Sei andato a toccare uno dei punti cardini della mia vita di musicista. Il folk revival nasce lì e quando usi quell’assetto fai il paragone con coloro che per primi l’hanno portato fuori. C’è poi una tipicità sempre legata all’assetto strumentale: la presenza della chitarra, usata ritmicamente, come l’hanno usata gli irlandesi e gli scozzesi. È una cosa che la gente non coglie subito, ma è questo che ci lega a quel mondo che usa la chitarra in un modo che è assolutamente funzionale. La loro nuova musica tradizionale ha raggiunto dei livelli notevoli anche per l’uso dello strumento chitarra. Quello che abbiamo imparato dalla musica irlandese, che cerchiamo di riportare nella nostra musica, è la modalità di approccio al repertorio della danza: comprendere l’essenza ritmica e melodica del repertorio. 
Stiamo attentissimi a non mettere un abbellimento sulla cornamusa o sul flauto che nell’esecuzione possa riportarci all’Irlanda. Invece, andiamo a ricercare un’identità nostra. È la lezione che abbiamo imparato da Martin Hayes: come si deve lavorare su una melodia per riportarla al suo vero volto, come ripulirla dalle sovrastrutture per restituirle l’essenza melodica e ritmica. Un po’ come avviene nei restauri, dove per comprendere le linee di un monumento o di una chiesa è necessario cercare nel periodo primigenio. In una danza, se c’è la possibilità di vederla danzata va bene, ma è anche importante far suonare la melodia per capire dove ti porta la melodia armonicamente: se è un brano che poggia sulla modalità oppure se è un brano dichiaratamente armonico per verificarne le lontane radici. Mentre nella musica barocca con l’arrivo dell’armonia nel Seicento si parte a ragionare diversamente, nella musica tradizionale, che è frutto di una sedimentazione disordinata, ci trovi mille colori, mille legami all’interno dello stesso pezzo. Non è un’analisi accademica, ma che deve essere fatta col cuore, ma è chiaro che se hai nozioni musicali, queste ti aiutano per indagare. È la lezione più grande che ci portiamo dietro dopo trent’anni e passa di Birkin Tre. È bello poter pensare di trasformare questa musica, affinché possa nutrire anche all’ascolto, senza spogliarla della sua funzione, senza pensare di nobilitarla, che sarebbe un errore enorme: quella musica è così! Se ti devo far ballare, devo rispettare delle esigenze, ma se mi concedi il lusso di ascoltarmi, io cercherò di sottolineare altri aspetti insiti nella stessa melodia! 
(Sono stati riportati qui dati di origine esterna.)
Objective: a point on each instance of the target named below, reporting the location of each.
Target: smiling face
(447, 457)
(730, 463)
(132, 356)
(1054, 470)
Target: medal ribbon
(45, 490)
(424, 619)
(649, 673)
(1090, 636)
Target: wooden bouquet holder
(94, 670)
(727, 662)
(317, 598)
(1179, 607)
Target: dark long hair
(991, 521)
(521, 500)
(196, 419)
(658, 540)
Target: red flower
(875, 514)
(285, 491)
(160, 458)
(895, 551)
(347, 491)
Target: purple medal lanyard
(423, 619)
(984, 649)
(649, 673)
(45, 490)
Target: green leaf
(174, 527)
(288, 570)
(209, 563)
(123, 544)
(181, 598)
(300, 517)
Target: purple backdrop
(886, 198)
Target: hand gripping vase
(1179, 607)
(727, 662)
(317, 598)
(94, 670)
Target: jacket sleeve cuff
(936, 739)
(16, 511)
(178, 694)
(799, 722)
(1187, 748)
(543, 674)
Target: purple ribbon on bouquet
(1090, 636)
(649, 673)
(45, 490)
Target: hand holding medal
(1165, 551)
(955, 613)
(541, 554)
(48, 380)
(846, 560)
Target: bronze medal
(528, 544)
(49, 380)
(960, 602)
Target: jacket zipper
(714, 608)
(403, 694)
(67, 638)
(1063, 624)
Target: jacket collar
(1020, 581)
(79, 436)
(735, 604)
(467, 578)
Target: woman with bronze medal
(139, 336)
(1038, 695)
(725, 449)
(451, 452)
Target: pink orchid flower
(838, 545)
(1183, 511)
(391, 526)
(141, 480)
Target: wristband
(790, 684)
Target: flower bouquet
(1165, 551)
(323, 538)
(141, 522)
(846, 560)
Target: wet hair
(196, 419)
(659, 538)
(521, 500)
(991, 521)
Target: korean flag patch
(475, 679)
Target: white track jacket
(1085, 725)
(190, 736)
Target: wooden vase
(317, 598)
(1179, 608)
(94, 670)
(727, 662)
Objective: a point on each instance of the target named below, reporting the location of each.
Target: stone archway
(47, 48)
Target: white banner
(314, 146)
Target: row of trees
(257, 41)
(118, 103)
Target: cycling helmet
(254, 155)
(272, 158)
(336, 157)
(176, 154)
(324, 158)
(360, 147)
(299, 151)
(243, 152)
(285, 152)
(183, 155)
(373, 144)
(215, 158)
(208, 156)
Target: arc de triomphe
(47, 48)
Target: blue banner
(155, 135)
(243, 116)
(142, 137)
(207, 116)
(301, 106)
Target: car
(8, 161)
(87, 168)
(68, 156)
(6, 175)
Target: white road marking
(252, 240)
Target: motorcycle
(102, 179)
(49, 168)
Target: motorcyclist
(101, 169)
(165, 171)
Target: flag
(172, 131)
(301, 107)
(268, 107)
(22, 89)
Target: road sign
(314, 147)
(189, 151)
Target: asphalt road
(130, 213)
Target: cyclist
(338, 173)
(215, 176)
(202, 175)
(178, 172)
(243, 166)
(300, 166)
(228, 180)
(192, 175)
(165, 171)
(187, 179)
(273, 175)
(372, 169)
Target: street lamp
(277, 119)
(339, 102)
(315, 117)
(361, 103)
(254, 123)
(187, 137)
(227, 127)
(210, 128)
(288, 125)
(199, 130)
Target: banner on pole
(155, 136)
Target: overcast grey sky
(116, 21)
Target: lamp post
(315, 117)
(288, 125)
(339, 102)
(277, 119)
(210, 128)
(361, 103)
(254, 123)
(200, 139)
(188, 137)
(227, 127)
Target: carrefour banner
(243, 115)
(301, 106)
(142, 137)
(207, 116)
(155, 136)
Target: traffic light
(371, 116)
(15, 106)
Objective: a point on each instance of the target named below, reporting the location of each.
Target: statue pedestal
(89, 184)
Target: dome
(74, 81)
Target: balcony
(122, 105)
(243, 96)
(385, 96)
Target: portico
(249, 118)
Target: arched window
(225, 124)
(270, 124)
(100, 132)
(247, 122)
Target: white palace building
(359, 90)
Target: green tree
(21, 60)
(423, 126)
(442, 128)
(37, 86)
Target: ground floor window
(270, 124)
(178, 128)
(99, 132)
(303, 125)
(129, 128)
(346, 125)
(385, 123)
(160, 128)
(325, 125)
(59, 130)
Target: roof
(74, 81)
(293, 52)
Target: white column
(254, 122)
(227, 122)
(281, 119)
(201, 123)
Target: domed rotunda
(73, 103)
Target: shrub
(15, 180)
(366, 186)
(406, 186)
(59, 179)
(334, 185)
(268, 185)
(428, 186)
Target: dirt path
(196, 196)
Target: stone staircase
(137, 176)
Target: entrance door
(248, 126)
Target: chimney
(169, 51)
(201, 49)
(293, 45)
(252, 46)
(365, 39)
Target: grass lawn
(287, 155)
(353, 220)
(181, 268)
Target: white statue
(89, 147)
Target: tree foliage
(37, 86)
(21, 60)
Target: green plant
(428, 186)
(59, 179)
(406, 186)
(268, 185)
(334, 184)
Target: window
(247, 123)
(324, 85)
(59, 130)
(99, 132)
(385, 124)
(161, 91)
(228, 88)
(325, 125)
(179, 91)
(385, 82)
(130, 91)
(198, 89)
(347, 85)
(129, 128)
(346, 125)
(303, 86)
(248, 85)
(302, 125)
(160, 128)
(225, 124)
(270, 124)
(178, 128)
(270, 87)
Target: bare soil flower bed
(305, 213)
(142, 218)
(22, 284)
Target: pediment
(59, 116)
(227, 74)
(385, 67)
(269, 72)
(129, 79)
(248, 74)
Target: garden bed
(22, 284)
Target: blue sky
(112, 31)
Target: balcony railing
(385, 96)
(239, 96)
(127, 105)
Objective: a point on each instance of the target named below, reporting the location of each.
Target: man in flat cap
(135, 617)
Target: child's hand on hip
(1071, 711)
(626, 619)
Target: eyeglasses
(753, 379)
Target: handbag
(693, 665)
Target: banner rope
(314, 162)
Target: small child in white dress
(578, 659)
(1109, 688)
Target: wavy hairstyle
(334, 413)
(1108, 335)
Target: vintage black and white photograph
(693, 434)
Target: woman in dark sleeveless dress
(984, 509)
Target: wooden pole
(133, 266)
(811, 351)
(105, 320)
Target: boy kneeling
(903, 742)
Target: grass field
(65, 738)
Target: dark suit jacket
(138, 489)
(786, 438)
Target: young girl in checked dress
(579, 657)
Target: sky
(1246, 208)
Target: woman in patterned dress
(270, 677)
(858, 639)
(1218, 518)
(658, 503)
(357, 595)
Come lavorate sul fronte degli arrangiamenti? 
Sono il frutto di un lavoro collettivo, molto faticoso, perché siamo cinque galli. Allo stesso tempo, ognuno ha delle idee, propone, suggerisce soluzioni e temi. Poi – non per impianto di falsa eguaglianza – a seconda del brano, ciascuno suggerirà ciò che gli è più consono, più naturale. Ecco che si crea un equilibrio in cui il meglio di noi stessi viene rispettato e valorizzato. Filippo, Claudio e Fabio daranno un apporto più legato all’aspetto armonico oppure ad una certa visone derivante dal loro bagaglio culturale. Michel ed io andremo a suggerire altri aspetti legati alla nostra esperienza di solisti e di studiosi della musica irlandese. Io e Filippo portiamo anche il bagaglio della musica francese. Dal confronto e dal suonare viene fuori un arrangiamento che consideriamo buono. 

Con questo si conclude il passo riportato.